2. Notice of Guaranteed Delivery with respect to Public Warrants, to be used to accept the Offer in the event (a) your Public Warrants are not immediately available, (b) the procedure for book-entry transfer cannot be completed on a timely basis, or (c) time will not permit all required documents to reach the Depositary prior to the Expiration Date (as defined in the Offer Letter); and

3. Form of letter that may be sent to your clients for whose accounts you hold Public Warrants registered in your name or in the name of your nominee, along with an Instruction Form provided for obtaining such client’s instructions with regard to the Offer.

Certain conditions to the Offer are described in the Offer Letter under “The Offer, Section 11. Conditions; Termination; Waivers; Extensions; Amendments.”

We urge you to contact your clients promptly. Please note that the Offer Period and withdrawal rights will expire at 12:00 midnight, Eastern Time, on August 16, 2019, unless the Offer Period is extended.

Other than as described herein, the Company will not pay any fees or commissions to any broker or dealer or other person (other than the Depositary, the Information Agent and the Financial Advisor, as described in the Offer Letter) in connection with the tenders of Public Warrants pursuant to the Offer.
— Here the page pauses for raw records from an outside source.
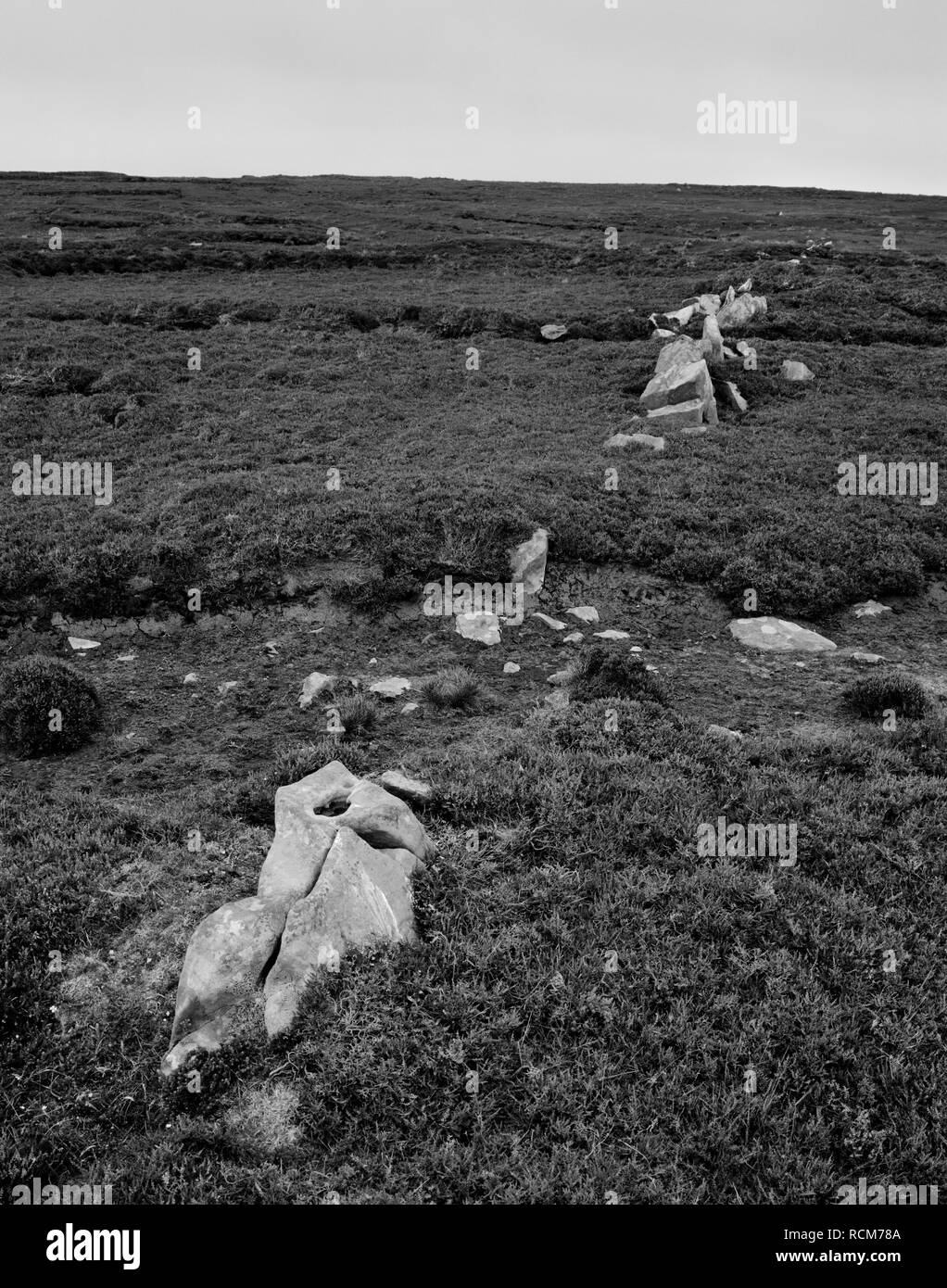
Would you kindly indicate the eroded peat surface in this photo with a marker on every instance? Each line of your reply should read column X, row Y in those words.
column 600, row 1004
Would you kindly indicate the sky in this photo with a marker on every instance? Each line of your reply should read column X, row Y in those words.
column 570, row 90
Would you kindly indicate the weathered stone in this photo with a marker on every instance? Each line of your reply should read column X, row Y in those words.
column 871, row 608
column 741, row 309
column 678, row 353
column 482, row 627
column 678, row 385
column 678, row 416
column 712, row 342
column 300, row 844
column 775, row 635
column 362, row 899
column 528, row 562
column 385, row 821
column 733, row 397
column 408, row 789
column 224, row 963
column 314, row 684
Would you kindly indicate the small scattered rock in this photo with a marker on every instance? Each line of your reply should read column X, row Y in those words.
column 687, row 415
column 409, row 789
column 741, row 309
column 482, row 627
column 528, row 562
column 712, row 343
column 733, row 397
column 313, row 684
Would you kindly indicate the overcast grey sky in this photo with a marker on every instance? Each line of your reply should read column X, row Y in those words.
column 566, row 89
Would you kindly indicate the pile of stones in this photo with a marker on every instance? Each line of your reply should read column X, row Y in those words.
column 336, row 878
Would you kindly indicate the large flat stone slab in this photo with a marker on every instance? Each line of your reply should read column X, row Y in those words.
column 778, row 637
column 224, row 963
column 362, row 899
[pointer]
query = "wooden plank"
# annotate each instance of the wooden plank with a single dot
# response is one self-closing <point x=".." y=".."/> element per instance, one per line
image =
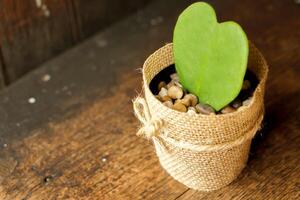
<point x="2" y="77"/>
<point x="32" y="32"/>
<point x="95" y="15"/>
<point x="78" y="139"/>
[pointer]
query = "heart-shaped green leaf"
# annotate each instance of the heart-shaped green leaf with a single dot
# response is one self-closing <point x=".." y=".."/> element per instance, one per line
<point x="210" y="57"/>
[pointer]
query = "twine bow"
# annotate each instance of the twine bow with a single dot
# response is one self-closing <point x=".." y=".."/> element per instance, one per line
<point x="151" y="126"/>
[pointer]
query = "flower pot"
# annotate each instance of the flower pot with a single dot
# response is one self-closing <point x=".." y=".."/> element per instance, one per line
<point x="204" y="152"/>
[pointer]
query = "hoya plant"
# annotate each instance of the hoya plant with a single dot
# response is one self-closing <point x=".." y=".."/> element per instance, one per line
<point x="210" y="57"/>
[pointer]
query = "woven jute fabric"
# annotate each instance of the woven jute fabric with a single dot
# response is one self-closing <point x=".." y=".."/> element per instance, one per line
<point x="204" y="152"/>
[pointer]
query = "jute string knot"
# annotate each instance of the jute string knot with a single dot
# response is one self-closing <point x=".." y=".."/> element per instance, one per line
<point x="151" y="126"/>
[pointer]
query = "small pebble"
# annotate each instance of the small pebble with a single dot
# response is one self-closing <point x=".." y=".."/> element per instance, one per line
<point x="168" y="104"/>
<point x="179" y="107"/>
<point x="184" y="101"/>
<point x="204" y="109"/>
<point x="227" y="109"/>
<point x="175" y="92"/>
<point x="158" y="97"/>
<point x="161" y="85"/>
<point x="31" y="100"/>
<point x="163" y="92"/>
<point x="170" y="84"/>
<point x="191" y="112"/>
<point x="174" y="77"/>
<point x="46" y="77"/>
<point x="166" y="98"/>
<point x="192" y="108"/>
<point x="246" y="85"/>
<point x="236" y="104"/>
<point x="247" y="102"/>
<point x="193" y="99"/>
<point x="178" y="84"/>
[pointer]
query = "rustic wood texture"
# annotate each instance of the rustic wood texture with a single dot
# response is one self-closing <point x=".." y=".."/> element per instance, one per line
<point x="77" y="141"/>
<point x="33" y="31"/>
<point x="2" y="77"/>
<point x="94" y="15"/>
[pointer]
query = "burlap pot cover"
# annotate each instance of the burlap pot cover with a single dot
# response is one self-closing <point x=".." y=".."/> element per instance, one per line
<point x="204" y="152"/>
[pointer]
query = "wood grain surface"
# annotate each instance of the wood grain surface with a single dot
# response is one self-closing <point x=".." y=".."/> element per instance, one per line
<point x="77" y="140"/>
<point x="34" y="31"/>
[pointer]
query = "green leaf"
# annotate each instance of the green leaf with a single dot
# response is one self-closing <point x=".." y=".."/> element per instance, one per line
<point x="210" y="57"/>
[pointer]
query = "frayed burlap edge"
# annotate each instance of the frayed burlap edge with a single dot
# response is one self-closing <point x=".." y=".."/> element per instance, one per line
<point x="203" y="152"/>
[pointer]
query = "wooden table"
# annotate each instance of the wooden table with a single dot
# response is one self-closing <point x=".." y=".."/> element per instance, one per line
<point x="67" y="130"/>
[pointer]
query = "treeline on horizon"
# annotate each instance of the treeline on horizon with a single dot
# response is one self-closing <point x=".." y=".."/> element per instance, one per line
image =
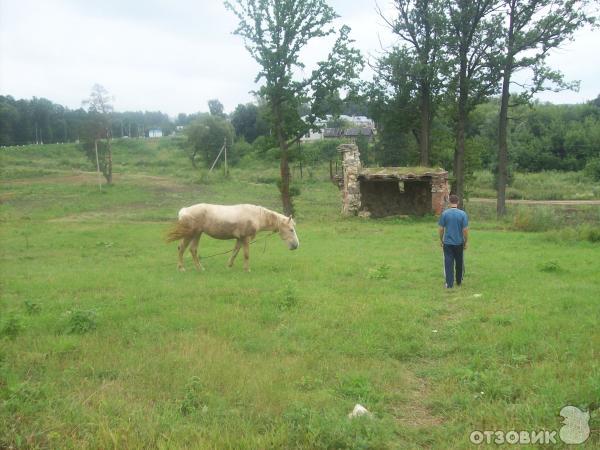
<point x="543" y="136"/>
<point x="40" y="121"/>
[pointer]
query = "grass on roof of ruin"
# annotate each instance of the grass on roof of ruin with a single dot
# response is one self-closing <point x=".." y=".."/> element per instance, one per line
<point x="416" y="170"/>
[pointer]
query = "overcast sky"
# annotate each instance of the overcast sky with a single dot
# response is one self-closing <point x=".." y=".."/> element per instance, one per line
<point x="175" y="55"/>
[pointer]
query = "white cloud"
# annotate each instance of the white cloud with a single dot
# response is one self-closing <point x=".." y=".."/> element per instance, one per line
<point x="174" y="56"/>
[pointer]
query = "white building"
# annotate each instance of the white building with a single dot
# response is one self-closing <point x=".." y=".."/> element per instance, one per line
<point x="354" y="121"/>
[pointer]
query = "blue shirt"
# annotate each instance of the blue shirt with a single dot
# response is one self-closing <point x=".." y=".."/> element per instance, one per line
<point x="454" y="221"/>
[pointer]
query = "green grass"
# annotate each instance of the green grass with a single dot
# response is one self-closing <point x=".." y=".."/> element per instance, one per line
<point x="550" y="185"/>
<point x="103" y="344"/>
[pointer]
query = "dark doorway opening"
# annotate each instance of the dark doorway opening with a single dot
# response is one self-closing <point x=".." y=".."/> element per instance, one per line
<point x="395" y="197"/>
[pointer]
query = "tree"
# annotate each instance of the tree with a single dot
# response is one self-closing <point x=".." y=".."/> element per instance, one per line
<point x="473" y="43"/>
<point x="533" y="28"/>
<point x="392" y="106"/>
<point x="216" y="108"/>
<point x="98" y="127"/>
<point x="206" y="136"/>
<point x="275" y="32"/>
<point x="420" y="24"/>
<point x="248" y="121"/>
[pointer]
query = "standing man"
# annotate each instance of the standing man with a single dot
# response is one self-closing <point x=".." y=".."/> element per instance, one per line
<point x="454" y="234"/>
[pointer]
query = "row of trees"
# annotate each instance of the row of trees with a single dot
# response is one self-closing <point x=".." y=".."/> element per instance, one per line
<point x="39" y="121"/>
<point x="452" y="55"/>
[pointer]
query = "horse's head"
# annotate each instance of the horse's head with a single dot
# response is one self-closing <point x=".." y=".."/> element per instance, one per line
<point x="287" y="232"/>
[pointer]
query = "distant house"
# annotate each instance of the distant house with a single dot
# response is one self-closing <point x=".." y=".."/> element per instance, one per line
<point x="351" y="133"/>
<point x="361" y="126"/>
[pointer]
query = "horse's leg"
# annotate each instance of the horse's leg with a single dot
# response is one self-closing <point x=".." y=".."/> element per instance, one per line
<point x="246" y="253"/>
<point x="194" y="251"/>
<point x="181" y="247"/>
<point x="236" y="249"/>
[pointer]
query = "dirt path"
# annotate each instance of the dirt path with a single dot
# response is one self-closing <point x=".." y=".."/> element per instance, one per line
<point x="539" y="202"/>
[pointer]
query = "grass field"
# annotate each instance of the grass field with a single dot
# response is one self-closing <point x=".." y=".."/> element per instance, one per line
<point x="104" y="344"/>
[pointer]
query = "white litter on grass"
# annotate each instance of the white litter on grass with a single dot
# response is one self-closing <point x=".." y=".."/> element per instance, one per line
<point x="359" y="410"/>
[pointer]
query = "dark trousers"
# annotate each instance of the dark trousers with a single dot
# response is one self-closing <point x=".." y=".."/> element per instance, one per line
<point x="453" y="256"/>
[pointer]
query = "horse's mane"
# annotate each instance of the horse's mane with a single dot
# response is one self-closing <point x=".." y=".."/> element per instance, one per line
<point x="272" y="218"/>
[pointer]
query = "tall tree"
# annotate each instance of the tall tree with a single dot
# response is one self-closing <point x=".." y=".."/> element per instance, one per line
<point x="473" y="46"/>
<point x="421" y="25"/>
<point x="532" y="29"/>
<point x="275" y="32"/>
<point x="216" y="108"/>
<point x="99" y="127"/>
<point x="206" y="136"/>
<point x="248" y="121"/>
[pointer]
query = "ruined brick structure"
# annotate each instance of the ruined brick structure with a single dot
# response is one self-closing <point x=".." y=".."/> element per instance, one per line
<point x="386" y="191"/>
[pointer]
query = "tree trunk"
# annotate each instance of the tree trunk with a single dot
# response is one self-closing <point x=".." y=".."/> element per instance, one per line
<point x="284" y="167"/>
<point x="503" y="120"/>
<point x="459" y="152"/>
<point x="503" y="146"/>
<point x="108" y="160"/>
<point x="97" y="164"/>
<point x="424" y="125"/>
<point x="286" y="199"/>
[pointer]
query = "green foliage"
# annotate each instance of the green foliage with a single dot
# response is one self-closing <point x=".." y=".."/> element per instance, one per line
<point x="206" y="136"/>
<point x="80" y="321"/>
<point x="193" y="396"/>
<point x="11" y="327"/>
<point x="32" y="308"/>
<point x="550" y="267"/>
<point x="535" y="219"/>
<point x="592" y="169"/>
<point x="249" y="122"/>
<point x="586" y="232"/>
<point x="379" y="272"/>
<point x="288" y="296"/>
<point x="273" y="378"/>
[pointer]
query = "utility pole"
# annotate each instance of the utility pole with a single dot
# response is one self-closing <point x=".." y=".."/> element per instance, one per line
<point x="225" y="147"/>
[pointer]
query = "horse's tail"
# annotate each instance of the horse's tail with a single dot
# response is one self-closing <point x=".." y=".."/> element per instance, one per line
<point x="182" y="229"/>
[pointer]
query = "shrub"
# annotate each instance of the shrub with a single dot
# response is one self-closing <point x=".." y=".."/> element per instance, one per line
<point x="379" y="273"/>
<point x="288" y="297"/>
<point x="32" y="308"/>
<point x="11" y="328"/>
<point x="80" y="321"/>
<point x="191" y="399"/>
<point x="550" y="267"/>
<point x="592" y="169"/>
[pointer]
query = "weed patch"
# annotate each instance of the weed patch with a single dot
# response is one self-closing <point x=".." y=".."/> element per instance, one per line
<point x="80" y="321"/>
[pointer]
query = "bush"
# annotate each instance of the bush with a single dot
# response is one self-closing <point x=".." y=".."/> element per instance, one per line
<point x="191" y="401"/>
<point x="11" y="328"/>
<point x="592" y="169"/>
<point x="80" y="321"/>
<point x="288" y="297"/>
<point x="380" y="272"/>
<point x="32" y="308"/>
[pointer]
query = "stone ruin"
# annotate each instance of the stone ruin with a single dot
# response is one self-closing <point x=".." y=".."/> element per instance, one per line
<point x="388" y="191"/>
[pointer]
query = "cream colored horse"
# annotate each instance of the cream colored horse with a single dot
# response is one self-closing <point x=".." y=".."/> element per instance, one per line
<point x="240" y="222"/>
However, the Company will, on request, reimburse you for customary mailing and handling expenses incurred by you in forwarding copies of the enclosed Offer materials to your clients.

Questions regarding the Offer may be directed to Morrow Sodali, as Information Agent, at 470 West Avenue—3rd Floor, Stamford, CT 06902 (telephone number: (203) 658-9400 or toll free: (800) 662-5200; email: ORGO.info@morrowsodali.com) or to Continental Stock Transfer & Trust Company, as Depositary, at 1 State Street—30th Floor, New York, NY 10004, Attn: Corporate Actions/Organogenesis.

Very truly yours,

ORGANOGENESIS HOLDINGS INC.

Nothing contained in this letter or in the enclosed documents shall render you or any other person the agent of the Company, the Depositary, the Information Agent, the Financial Advisor or any affiliate of any of them or authorize you or any other person affiliated with you to give any information or use any document or make any statement on behalf of any of them with respect to the Offer other than the enclosed documents and the statements contained therein.